Si l'écoute du projet de Vast Aire et de Karniege soulève de nombreux points d'interrogation, il est en tout cas une chose de sûre: Mighty Joseph n'est pas un mauvais disque. En réalité – et c'est peut être pire – l'album semble être resté dans les limbes, pas plus repoussant qu'il n'est enthousiasmant et, à quelques exceptions près, manquant cruellement de saveur. Cet effet de flou n'est pas aidé par un tracklisting vraisemblablement perdu dans les rues labyrinthiques de New York, errant d'une ambiance à une autre sans réelle conviction.

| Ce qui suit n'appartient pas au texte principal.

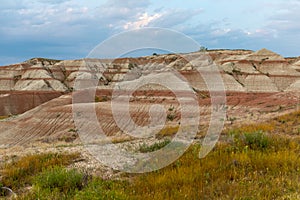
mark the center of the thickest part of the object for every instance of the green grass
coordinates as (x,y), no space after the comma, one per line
(19,173)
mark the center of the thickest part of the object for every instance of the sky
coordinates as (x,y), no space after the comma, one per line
(70,29)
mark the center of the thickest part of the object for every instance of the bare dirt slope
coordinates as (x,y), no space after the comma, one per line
(37,93)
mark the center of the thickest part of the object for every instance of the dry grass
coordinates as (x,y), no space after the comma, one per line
(3,117)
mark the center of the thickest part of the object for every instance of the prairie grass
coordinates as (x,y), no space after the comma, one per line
(19,173)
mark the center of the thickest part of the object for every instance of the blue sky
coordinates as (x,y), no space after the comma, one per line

Le premier morceau de l'album (produit par Karniege) laisse pourtant entrevoir de belles choses, même s'il s'avère aussi troublant: avec son mélange d'inquiétant et de mélancolique, 'The Uprising' sonne à peu de choses près comme une extension de "The Cold Vein". Idem pour 'Blood Sport', produit par le défunt Camu Tao et tout droit tiré d'un univers Cannibalesque, impression de déjà vu qui se voit accentuée par la contribution d'un Vordul Mega égal à lui-même. Ailleurs les prestations des invités sont pour la vaste majorité fades, entre un Genesis qui essuie quelques tentatives d'émuler Jay-Z, un Poison Pen teigneux mais sans véritable efficacité, et un effort de groupe sur 'Pandora's Box' qui frôle la catastrophe (
"Rap's the toilet I'm in"… on les prendrait au mot). La prestation de Murs offre en ce sens un bol d'air frais et démontre une fois de plus qu'il suffit d'une instru à la hauteur pour que les capacités hors pair de ce MC se déploient.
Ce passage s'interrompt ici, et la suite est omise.